Pałac przypomina nieco dwór, ma swoje hierarchie, sympatie, własne intrygi i skandale. Łatwo oderwać się w nim od rzeczywistości. Świat kręci się wokół ciebie, nie masz prywatności, ale mieszkasz w superwarunkach, wszystko jest na skinienie. Wszyscy mówią ci, iż jesteś najważniejszy. Zderzenie z rzeczywistością może być bolesne, co przeżył Bronisław Komorowski podczas kampanii prezydenckiej. Pracownicy gwałtownie poznają różne słabości i zwyczaje prezydenckich rodzin. W czasie prezydentury Lecha Wałęsy widać było, iż pierwsza dama pojawia się od wielkiego dzwonu i iż jest to raczej małżeństwo na papierze. O Lechu mówiła „Wałęsa” albo „mąż”. Nigdy nie używała żadnego czułego zdrobnienia.

Mało kto wie, iż nie najlepiej układały się także relacje w małżeństwie Jolanty i Aleksandra Kwaśniewskich. Oboje nigdy nie dali po sobie tego poznać w publicznych sytuacjach. Ale między małżonkami były napięcia. Prezydent długo pracował, opóźniał powrót do prywatnych apartamentów. Wieczorami wychodził, raz jego bliski współpracownik i przyjaciel Marek Ungier pojechał za nim i niemal zmusił go do powrotu do domu. Nie znaczy to jednak, iż prezydent miał kogoś na boku. Para prezydencka była po wyczerpującej kampanii, w zupełnie nowej dla siebie sytuacji. Musieli się z nią oswoić, ułożyć na nowo. Potrzebowali oddechu, samotności. Zresztą oboje wiedzieli, iż każda dwuznaczna sytuacja byłaby ogromnym ryzykiem. Wszystko gwałtownie się ułożyło i do tej pory są świetną parą.

Chłód panował także na początku między Agatą Dudą i jej mężem. Krążyły choćby plotki o rozwodzie prezydenckiej pary. W pałacu zauważono bliskie relacje Andrzeja Dudy i Marty Kaczyńskiej. Wynikały prawdopodobnie z przyjaźni i chęci wsparcia. Wzbudziły jednak niepokój. Szczególnie jedno zdjęcie zrobione przed Pałacem Prezydenckim już po wygranych wyborach. Była na nim Marta Kaczyńska w uścisku z Andrzejem Dudą. I choć był to prawdopodobnie przyjacielski gest, który zresztą nigdy się nie powtórzył, Agatę Dudę bardzo to zdjęcie zabolało.

Czujność pałacu wzbudziła też historia z Jolką Rosiak, a w każdym razie z kimś, kto tak się przedstawiał na Twitterze. Jolka usiłowała przekonać internautów, iż ma romans z prezydentem. Przygody (co nie znaczy romanse) prezydenta Andrzeja Dudy z kobietami wymagałyby osobnego tekstu.
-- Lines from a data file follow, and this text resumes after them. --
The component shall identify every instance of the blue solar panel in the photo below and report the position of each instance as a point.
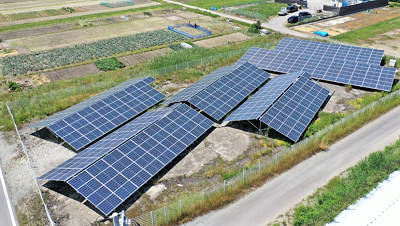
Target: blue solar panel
(93, 153)
(335, 70)
(200, 85)
(60, 115)
(254, 107)
(294, 110)
(111, 180)
(328, 50)
(225, 94)
(90, 123)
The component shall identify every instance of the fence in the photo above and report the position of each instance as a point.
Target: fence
(30, 166)
(204, 34)
(46, 99)
(162, 215)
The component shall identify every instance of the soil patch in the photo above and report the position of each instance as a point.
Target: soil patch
(74, 72)
(222, 40)
(142, 57)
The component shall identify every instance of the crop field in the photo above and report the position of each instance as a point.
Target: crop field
(222, 40)
(142, 57)
(21, 64)
(190, 30)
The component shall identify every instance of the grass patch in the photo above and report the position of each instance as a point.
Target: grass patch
(270, 9)
(46, 23)
(372, 31)
(207, 4)
(342, 191)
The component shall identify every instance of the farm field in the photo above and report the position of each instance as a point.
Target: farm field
(222, 40)
(380, 30)
(207, 4)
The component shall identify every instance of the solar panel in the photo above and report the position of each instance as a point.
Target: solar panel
(90, 123)
(200, 85)
(328, 50)
(111, 180)
(50, 120)
(83, 159)
(294, 110)
(254, 107)
(225, 94)
(335, 70)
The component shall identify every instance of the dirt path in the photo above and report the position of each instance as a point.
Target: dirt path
(77, 14)
(142, 57)
(222, 40)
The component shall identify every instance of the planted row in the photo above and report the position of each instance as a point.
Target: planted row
(21, 64)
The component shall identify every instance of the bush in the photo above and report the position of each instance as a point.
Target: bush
(108, 64)
(14, 86)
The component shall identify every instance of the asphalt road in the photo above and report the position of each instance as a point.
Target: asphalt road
(277, 24)
(282, 193)
(5, 214)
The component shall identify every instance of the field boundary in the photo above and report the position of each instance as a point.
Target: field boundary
(185, 207)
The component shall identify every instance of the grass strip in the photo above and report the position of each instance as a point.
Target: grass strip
(345, 189)
(47, 23)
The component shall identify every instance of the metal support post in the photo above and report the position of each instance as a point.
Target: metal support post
(152, 218)
(224, 185)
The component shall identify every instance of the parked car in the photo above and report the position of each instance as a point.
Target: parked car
(292, 8)
(283, 11)
(300, 17)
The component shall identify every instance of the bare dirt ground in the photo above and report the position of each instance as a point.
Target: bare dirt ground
(142, 57)
(96, 33)
(351, 22)
(74, 72)
(222, 40)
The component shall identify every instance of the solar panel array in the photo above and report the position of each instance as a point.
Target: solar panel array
(83, 159)
(254, 107)
(111, 180)
(293, 111)
(90, 123)
(335, 70)
(221, 97)
(50, 120)
(200, 85)
(328, 50)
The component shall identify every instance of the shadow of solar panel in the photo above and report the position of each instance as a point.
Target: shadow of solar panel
(200, 85)
(293, 111)
(50, 120)
(90, 123)
(225, 94)
(334, 70)
(141, 158)
(328, 50)
(254, 107)
(83, 159)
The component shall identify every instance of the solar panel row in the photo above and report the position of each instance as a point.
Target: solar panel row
(97, 119)
(254, 107)
(221, 97)
(112, 179)
(294, 110)
(328, 50)
(200, 85)
(50, 120)
(83, 159)
(335, 70)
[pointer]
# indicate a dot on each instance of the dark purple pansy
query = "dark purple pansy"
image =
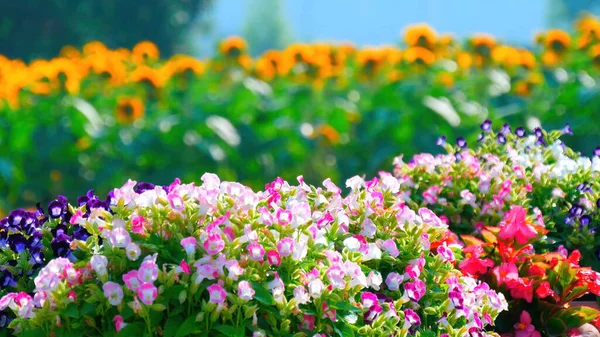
(17, 242)
(541, 141)
(7, 279)
(486, 126)
(570, 220)
(585, 220)
(56, 209)
(141, 187)
(576, 210)
(566, 130)
(501, 139)
(16, 218)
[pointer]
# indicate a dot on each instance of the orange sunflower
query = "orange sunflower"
(233, 46)
(129, 109)
(144, 51)
(420, 35)
(557, 40)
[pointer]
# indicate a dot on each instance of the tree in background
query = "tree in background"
(40, 28)
(562, 13)
(265, 27)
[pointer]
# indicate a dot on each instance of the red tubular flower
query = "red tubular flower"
(521, 289)
(544, 290)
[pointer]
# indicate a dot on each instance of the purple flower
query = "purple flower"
(441, 141)
(501, 139)
(566, 130)
(372, 313)
(17, 242)
(486, 126)
(412, 317)
(585, 220)
(142, 187)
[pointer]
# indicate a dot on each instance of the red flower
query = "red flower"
(515, 226)
(521, 289)
(536, 270)
(472, 264)
(506, 272)
(544, 290)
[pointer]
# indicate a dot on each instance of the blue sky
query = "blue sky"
(373, 22)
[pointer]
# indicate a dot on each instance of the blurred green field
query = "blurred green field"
(95, 117)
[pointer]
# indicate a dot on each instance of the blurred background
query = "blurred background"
(93, 93)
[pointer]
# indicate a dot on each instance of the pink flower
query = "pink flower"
(119, 324)
(335, 275)
(21, 302)
(133, 251)
(176, 202)
(286, 246)
(284, 217)
(411, 317)
(217, 293)
(368, 299)
(214, 243)
(119, 237)
(189, 245)
(205, 271)
(514, 225)
(301, 295)
(273, 258)
(446, 253)
(390, 246)
(505, 272)
(257, 251)
(184, 267)
(113, 292)
(137, 225)
(147, 293)
(393, 281)
(132, 280)
(99, 263)
(245, 290)
(415, 290)
(308, 323)
(524, 328)
(148, 271)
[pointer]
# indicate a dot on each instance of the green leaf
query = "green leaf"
(345, 306)
(172, 324)
(71, 311)
(229, 330)
(186, 327)
(132, 329)
(556, 327)
(262, 295)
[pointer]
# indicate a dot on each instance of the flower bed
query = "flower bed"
(220, 259)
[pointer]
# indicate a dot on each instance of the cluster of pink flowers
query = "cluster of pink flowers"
(220, 257)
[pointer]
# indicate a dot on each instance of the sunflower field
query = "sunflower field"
(94, 117)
Kiedy do Warszawy przyjechała w 2017 roku Agata Duda, prezydent zaprzestał wchodzenia na dziwne czasem, internetowe profile. Skończyły się także plotki o kryzysie małżeńskim prezydenckiej pary.

Zmiana lokatorów w Pałacu – jak wygląda przekazanie władzy

Każda prezydentura miała jakiś swój rys, o którym przetrwała pamięć w pałacu. W przypadku Lecha Kaczyńskiego była to niesamowita dominacja Jadwigi Kaczyńskiej – nieżyjącej już matki obu braci. Ale i wielka miłość z żoną Marią, prezydent tak kochał żonę, iż nie mógł pojąć czegoś takiego jak rozwód. choćby w przypadku swojej córki Marty. Lech Kaczyński uwielbiał towarzystwo i pogaduchy na sofie przy winie. Choć, wbrew obiegowej opinii, nie był alkoholikiem. Biesiadował ze znajomymi, między innymi Michałem Kamińskim, na sofach w pokoju wypoczynkowym, znajdującym się koło biblioteki. Zdarzały się sceny jak z dobrej teatralnej farsy.

Gdy pojawiała się pani Maria, wino znikało ze stołu, a ona zaczynała rugać prezydenta, iż jej nie odwiedził przez cały dzień: „Na kolana. Dziś na dwa!”. „Tak przy wszystkich?”. „Tak, niech się uczą dobrych zachowań”. W końcu pani Maria zabierała prezydenta na górę. Pałac Prezydencki kilka się zmienia, ale jego najważniejsi lokatorzy zmieniają się co pięć, najwyżej 10 lat. W Białym Domu zmiana lokatorów to była zwykle ważna ceremonia. W Polsce wspaniale na zmianę przygotowali się Jolanta i Aleksander Kwaśniewscy, witając w progu swoich następców – Marię i Lecha Kaczyńskich. W innych przypadkach wyglądało to gorzej. A jak będzie w tym roku?

***

Korzystałam z książki dziennikarki „Newsweeka” Dominiki Długosz „Tajemnice pałacu prezydenckiego”, wyd. Czerwone i Czarne, Warszawa, 2025.